From Performative to Practical: What Real Accessibility Commitment Looks Like

Let’s be honest: we’ve all seen it.

The slick social media post during Disability Employment Awareness Month. The glossy diversity report with stock photos of wheelchair users. The event venue claims to be inclusive until you ask where the accessible washroom is (and they say, “It’s out back, past the kitchen”).

Welcome to the world of performative accessibility.

It’s the well-meaning surface-level stuff that looks good from the outside but doesn’t actually change anything for disabled people. And if we’re serious about inclusion, we need to move beyond it

Because accessibility isn’t a photo op or a one-time policy update. It’s a practice. A mindset. And it has to show up in the real world every day, in every decision.

So, what does that shift look like?

Performative: “We care about accessibility.”

Practical: “Here’s how we’re doing the work, and here’s who’s leading it.”

Stating your commitment to accessibility means very little if it isn’t backed by action. The difference? Real commitment is measurable, transparent, and accountable.

Have you hired people with lived experience to help guide your accessibility work? Have you created policies with the disabled community, not just for them?
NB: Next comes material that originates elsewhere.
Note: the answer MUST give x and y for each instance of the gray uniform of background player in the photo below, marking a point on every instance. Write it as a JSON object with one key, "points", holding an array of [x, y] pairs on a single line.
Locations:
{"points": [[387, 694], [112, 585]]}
Are you sharing what’s working and what still needs improvement?

Lip service may buy you time. But authenticity earns trust.

Performative: Adding captions to a video…once.

Practical: Making accessible content your default, not your exception.

Real accessibility means building practices that include everyone right from the start. That means:

  • Captions on every video.
  • Alt text on every image.
  • No key information is hidden in PDFs or graphics without text alternatives.

If someone can only access your message sometimes, that’s not accessibility. That’s luck.

True inclusion isn’t reactive; it’s routine.

Performative: Hosting an “inclusive” event in an inaccessible space.

Practical: Designing experiences that actually work for everyone.

You can’t claim inclusion if someone can’t physically get through the door or navigate your event once inside.

An accessible event is one where:

  • The venue has barrier-free entry and washrooms
  • Sign language interpreters and live captions are available.
  • You ask about access needs up front and honour them.

And that goes for digital spaces too. Accessibility doesn’t stop at the login screen.

Performative: Talking about disability only when it’s trending.

Practical: Making accessibility part of your ongoing story.

Disabled people exist all year, not just during Disability Pride Month.

If you only post about accessibility in October or tweet a hashtag once a year, it sends a message: “This isn’t really part of who we are.” Inclusion should always be part of your voice, your values, and your brand, always.

The organizations that get this right? They’re the ones who listen year-round, who invest in long-term change, and who centre people, not optics.

Real talk time

Performative gestures might win applause for a moment. But practical, sustained action is what changes lives and businesses for the better.

If you’re not sure where to start, begin by listening. Talk to disabled people. Hire them. Pay them for their expertise. Make space for their leadership. And be willing to get uncomfortable if it means getting better.

Accessibility isn’t about getting it perfect; it’s about getting it right.

And that starts when we stop performing and start doing.